Channer’s debut poetry collection achieves an intimate and lyric meditation on family, policing, loss, and violence, but the work is enlivened by humour, tenderness, and the rich possibilities that come from honest reflection. Combined with a capacity to offer physical landscapes with painterly sensitivity and care, a graceful mining of the nuances of Jamaican patwa and American English, and a judicious use of metaphor and similie, Providential is a work of “heartical” insight and vulnerability.

No one, since Claude McKay’s folksy Constab Ballads of 1912, has attempted to tackle the unlikely literary figure of the Jamaican policeman.

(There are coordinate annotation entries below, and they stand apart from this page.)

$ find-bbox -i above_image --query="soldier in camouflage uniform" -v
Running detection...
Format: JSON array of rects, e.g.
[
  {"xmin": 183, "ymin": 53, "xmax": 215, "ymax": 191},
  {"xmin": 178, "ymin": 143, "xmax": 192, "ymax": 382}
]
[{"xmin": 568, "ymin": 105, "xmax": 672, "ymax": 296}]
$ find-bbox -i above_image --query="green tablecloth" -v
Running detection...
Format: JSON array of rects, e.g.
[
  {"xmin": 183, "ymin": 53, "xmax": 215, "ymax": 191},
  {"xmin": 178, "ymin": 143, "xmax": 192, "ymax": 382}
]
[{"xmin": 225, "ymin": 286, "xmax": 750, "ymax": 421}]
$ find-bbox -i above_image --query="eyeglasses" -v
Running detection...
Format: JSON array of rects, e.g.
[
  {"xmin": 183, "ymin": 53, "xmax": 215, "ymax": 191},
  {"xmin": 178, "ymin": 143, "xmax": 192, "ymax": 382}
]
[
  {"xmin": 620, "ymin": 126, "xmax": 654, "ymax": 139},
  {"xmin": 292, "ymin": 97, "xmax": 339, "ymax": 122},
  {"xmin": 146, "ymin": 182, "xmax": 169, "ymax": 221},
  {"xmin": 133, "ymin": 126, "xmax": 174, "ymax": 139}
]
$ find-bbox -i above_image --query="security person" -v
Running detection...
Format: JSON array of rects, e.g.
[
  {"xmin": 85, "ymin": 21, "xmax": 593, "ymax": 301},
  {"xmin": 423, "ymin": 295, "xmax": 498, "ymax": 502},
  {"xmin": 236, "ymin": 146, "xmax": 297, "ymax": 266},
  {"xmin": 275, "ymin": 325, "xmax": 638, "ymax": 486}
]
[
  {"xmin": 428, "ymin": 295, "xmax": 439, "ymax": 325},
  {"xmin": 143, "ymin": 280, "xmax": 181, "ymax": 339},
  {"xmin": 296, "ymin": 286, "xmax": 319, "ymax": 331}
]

Now, over a century later, drawing on his own family knowledge of the world of the police, on the complex dynamic of his relationship with his father, and framed within the humane principles of Rasta and reggae, Channer has both explored the colonial origins of that police culture and brought us up to date in necessary ways. Here are poems that manage to turn the complex relationships between a man and his father, a man and his mother, and man and his country and a man and his children, into something akin to grace. Providential does not read like a novelist’s one-off flirtation with poetry, but an accomplished overture to what ought to be a remarkable literary journey for a writer of immense talent and versatility.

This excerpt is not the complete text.